Jerry Seinfeld hopes Chappelle’s SNL monologue begets dialogue

Jerry Seinfeld, Dave Chappelle and Jon Stewart

Jerry Seinfeld, Dave Chappelle and Jon Stewart
image: Club AV, picture: Emma McIntyre/Dimitrios Kambouris/Dave Kotinsky/Getty Images

Like Dave Chappelle’s controversial 15-minute monologue last weekend Saturday Night Live penetrates the cultural membrane, Jerry Seinfeld has gently spoken his piece on the matter-saying very little.

In a new interview with The Hollywood Reporter, Seinfeld treats the monologue in vague but clearly allusive terms. “I thought the comedy was well executed, but I think the subject matter calls for a conversation that I don’t think I’d want to have in this place,” Seinfeld says.

At issue is Chappelle’s invocation of multiple anti-Semitic tropes throughout the set, where he discussed Kanye West’s recent descent into public bigotry and his relationship with the Jewish community. The monologue drew criticism from, among others, ADL CEO Jonathan Greenblatt, who slammed Chappelle and SNL for the normalization of anti-Semitism.

When asked if the monologue made him uncomfortable, Seinfeld again focused on the possible positive consequences of the monologue, saying, “It provokes a conversation that hopefully is productive.” (Club AVTrae DeLellis called the monologue “best and worst moment” of the evening show.)
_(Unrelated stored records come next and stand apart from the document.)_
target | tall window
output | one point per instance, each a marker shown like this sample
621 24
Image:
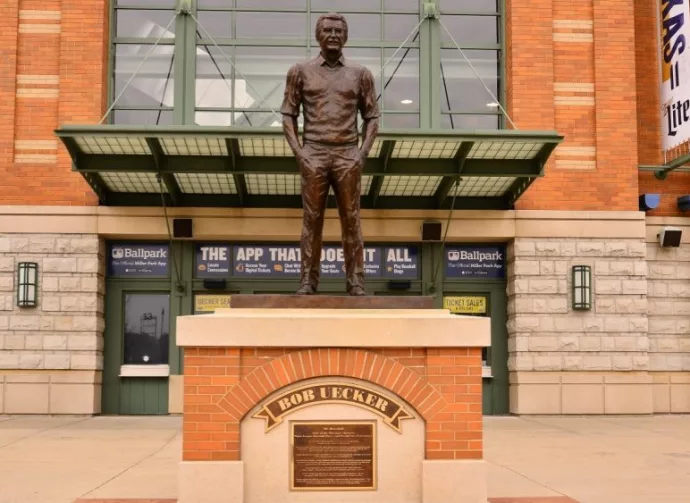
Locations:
148 99
475 26
244 49
263 38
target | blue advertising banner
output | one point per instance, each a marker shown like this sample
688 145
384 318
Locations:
285 261
333 262
475 261
213 260
138 259
272 261
401 262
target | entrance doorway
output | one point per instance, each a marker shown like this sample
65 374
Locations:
137 349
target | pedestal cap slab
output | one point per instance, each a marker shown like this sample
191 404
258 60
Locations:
334 328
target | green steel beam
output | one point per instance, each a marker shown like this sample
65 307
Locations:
160 162
232 200
281 165
193 131
518 188
98 185
233 147
377 182
544 155
449 181
661 172
73 150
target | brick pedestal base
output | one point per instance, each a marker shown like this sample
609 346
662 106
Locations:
236 361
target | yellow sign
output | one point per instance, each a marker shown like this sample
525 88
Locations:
465 305
209 303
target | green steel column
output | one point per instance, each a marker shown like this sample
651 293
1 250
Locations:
185 63
430 67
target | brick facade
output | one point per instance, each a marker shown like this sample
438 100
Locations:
53 70
223 385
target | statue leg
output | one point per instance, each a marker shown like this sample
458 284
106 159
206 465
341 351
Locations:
314 196
347 182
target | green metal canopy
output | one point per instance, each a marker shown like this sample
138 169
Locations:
232 167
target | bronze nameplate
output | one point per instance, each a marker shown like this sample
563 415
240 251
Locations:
390 410
333 456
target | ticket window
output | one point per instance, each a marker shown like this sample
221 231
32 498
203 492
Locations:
146 329
472 305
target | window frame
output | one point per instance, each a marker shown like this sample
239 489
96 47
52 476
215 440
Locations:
429 45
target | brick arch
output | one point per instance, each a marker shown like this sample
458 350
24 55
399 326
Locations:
356 363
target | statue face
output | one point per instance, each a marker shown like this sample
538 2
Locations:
332 35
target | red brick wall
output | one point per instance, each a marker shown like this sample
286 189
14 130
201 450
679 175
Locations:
9 21
52 71
222 385
555 82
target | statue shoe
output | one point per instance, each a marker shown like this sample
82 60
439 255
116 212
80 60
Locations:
306 290
357 291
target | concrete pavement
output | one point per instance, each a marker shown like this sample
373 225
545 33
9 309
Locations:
588 459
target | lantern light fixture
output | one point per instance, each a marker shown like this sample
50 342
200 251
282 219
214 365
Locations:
582 287
27 284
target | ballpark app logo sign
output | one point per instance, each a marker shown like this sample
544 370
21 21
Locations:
138 260
675 72
475 262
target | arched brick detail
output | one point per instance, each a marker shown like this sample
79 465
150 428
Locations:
366 365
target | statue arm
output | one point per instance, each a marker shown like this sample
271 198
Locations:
290 110
370 112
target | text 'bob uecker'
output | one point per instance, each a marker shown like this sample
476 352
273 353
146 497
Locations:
391 410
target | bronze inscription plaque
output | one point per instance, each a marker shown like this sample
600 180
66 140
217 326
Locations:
333 456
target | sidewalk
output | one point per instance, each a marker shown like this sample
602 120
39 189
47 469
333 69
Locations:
560 459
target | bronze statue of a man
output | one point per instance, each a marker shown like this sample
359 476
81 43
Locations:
331 90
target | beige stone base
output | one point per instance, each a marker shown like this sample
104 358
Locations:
581 393
671 392
50 392
210 482
223 482
457 480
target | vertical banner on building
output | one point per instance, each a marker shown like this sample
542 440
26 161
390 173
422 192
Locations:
674 19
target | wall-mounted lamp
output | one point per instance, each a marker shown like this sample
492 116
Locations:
670 237
582 287
649 202
27 284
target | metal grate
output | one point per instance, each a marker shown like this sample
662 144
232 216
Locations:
146 183
206 183
505 150
418 149
273 185
125 145
484 186
410 185
287 185
264 147
194 146
375 149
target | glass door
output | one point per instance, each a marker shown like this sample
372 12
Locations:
138 348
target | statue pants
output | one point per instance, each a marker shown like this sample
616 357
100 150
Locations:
340 167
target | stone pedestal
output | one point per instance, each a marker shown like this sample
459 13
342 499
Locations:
277 400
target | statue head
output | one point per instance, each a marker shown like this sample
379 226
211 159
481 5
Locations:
331 32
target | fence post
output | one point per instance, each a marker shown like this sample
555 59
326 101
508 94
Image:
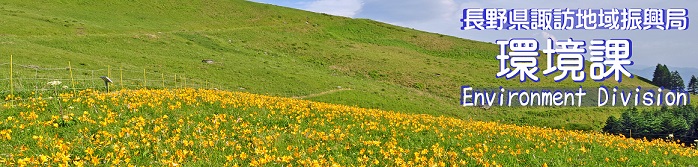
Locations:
93 81
121 77
12 88
144 81
72 81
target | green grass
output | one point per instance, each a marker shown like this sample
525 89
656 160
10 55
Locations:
267 49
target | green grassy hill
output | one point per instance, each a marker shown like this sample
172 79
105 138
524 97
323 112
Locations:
267 49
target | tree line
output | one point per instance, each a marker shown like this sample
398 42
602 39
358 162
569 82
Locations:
663 77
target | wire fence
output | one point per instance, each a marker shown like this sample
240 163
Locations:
27 79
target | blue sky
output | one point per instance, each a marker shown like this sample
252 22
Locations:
675 48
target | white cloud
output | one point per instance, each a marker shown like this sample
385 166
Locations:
404 11
347 8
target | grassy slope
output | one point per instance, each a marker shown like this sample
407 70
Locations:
271 50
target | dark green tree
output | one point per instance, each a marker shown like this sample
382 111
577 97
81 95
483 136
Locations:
676 81
613 125
693 85
661 76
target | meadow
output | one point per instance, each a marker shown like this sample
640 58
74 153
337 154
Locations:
204 127
272 50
Although Seinfeld says he and Chappelle are “friends,” he describes their relationship as “not a close relationship” — and not one that would yield a nuanced conversation about anti-Semitism between the two.

Seinfeld isn’t the first stand-up comedian he’s spoken to Chappelle in recent days. Jon Stewart also had his say during a guest appearance on The Late Show with Stephen Colbert Tuesday night. Stewart’s stance on the matter also leaned toward dialogue—as he sees it, censorship is not the right way to deal with deep-seated prejudice.
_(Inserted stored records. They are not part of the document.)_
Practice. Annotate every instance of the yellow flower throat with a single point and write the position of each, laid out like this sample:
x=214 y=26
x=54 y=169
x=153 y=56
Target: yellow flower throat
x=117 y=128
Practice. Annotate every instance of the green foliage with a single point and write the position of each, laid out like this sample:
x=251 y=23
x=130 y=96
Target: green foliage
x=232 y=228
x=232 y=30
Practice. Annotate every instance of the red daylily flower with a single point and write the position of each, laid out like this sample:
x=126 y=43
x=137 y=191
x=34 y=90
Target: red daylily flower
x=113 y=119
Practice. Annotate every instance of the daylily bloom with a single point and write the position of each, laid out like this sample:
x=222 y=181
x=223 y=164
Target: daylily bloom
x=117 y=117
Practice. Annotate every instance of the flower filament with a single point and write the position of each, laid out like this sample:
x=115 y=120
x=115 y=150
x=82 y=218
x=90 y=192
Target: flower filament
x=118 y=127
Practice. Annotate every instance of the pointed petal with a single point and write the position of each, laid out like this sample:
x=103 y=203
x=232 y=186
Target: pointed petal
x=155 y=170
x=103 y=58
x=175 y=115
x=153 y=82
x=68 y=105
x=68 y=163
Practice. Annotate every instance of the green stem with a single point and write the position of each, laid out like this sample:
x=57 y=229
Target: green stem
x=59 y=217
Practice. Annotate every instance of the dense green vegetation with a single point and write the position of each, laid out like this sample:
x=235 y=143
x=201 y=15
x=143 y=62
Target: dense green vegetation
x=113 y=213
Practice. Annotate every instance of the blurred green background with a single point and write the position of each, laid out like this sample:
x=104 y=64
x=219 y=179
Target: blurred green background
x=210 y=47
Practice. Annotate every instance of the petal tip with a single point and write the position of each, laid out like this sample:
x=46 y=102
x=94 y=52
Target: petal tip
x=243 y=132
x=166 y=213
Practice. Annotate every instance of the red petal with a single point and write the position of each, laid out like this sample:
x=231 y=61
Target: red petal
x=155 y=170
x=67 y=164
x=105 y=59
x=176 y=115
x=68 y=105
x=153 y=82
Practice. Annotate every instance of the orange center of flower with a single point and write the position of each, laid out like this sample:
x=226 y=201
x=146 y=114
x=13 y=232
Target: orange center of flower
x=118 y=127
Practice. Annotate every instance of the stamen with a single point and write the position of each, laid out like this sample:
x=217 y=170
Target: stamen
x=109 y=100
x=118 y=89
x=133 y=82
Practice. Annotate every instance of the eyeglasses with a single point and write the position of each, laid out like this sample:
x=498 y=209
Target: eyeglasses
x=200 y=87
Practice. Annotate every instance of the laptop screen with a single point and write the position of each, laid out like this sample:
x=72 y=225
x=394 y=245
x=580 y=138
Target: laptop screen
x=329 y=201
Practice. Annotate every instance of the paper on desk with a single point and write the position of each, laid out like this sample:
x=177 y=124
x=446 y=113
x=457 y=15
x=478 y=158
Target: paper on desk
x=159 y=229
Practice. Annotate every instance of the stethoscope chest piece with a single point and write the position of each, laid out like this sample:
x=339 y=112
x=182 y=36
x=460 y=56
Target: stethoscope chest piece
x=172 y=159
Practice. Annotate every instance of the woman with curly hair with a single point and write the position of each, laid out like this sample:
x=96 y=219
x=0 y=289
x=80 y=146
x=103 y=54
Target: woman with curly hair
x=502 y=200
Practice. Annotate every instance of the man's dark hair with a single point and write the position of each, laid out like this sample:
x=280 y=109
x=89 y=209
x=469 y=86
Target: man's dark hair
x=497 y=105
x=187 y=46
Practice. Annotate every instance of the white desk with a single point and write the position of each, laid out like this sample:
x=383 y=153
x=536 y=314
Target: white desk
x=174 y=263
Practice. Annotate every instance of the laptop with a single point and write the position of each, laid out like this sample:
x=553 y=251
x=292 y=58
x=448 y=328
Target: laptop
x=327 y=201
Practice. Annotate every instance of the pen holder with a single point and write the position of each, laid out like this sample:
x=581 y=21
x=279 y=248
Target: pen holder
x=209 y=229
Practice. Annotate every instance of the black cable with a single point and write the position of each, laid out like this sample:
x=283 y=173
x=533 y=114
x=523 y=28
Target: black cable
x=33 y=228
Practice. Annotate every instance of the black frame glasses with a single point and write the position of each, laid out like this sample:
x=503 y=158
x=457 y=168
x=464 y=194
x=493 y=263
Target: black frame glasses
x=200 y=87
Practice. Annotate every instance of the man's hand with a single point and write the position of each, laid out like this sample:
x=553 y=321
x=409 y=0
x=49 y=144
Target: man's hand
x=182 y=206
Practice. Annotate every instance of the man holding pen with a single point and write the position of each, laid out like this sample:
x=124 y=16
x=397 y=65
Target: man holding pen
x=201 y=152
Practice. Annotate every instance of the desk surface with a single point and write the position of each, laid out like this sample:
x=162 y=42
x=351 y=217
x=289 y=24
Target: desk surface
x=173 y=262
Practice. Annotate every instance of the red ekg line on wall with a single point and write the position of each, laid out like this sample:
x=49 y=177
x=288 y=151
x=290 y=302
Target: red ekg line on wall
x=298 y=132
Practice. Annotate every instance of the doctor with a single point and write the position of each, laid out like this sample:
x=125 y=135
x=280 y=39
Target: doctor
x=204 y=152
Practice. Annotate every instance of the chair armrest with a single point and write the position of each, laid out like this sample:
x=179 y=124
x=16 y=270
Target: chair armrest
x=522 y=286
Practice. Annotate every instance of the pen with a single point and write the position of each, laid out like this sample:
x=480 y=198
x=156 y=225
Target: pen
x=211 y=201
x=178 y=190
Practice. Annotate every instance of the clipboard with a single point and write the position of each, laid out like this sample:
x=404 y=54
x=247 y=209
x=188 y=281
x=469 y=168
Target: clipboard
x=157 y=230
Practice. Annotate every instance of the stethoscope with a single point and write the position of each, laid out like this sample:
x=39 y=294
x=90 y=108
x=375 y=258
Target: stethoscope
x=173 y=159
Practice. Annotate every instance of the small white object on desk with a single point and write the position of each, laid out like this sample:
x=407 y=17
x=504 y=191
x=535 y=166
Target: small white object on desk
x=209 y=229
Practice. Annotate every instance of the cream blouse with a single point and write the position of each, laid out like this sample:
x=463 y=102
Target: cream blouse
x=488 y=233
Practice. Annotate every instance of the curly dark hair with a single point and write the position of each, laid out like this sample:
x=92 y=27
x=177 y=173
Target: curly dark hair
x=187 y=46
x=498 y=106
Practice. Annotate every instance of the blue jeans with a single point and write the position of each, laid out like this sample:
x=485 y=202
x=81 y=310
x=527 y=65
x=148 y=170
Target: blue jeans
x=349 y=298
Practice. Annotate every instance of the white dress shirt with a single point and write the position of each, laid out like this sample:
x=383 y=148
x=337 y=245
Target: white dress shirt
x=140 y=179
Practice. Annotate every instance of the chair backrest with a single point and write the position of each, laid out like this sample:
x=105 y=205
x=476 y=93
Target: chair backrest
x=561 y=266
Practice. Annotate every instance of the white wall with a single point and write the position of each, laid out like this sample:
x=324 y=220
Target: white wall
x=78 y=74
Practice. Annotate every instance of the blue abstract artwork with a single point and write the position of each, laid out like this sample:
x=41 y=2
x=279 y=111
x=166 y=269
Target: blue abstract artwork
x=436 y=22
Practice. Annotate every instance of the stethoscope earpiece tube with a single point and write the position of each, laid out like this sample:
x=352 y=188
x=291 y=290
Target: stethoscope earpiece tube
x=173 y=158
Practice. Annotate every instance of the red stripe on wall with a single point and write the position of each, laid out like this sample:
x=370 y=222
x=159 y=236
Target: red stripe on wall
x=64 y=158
“I don’t believe that censorship and punishments are the way to end anti-Semitism or not to gain understanding,” Stewart said. “I don’t believe in that. I think it’s the wrong way to approach it.”

He continued: “We have to overcome this in the country. People think Jews control Hollywood. People think Jews control the banks. And to pretend they don’t and not deal with it directly, we’re never going to gain any kind of understanding with each other.”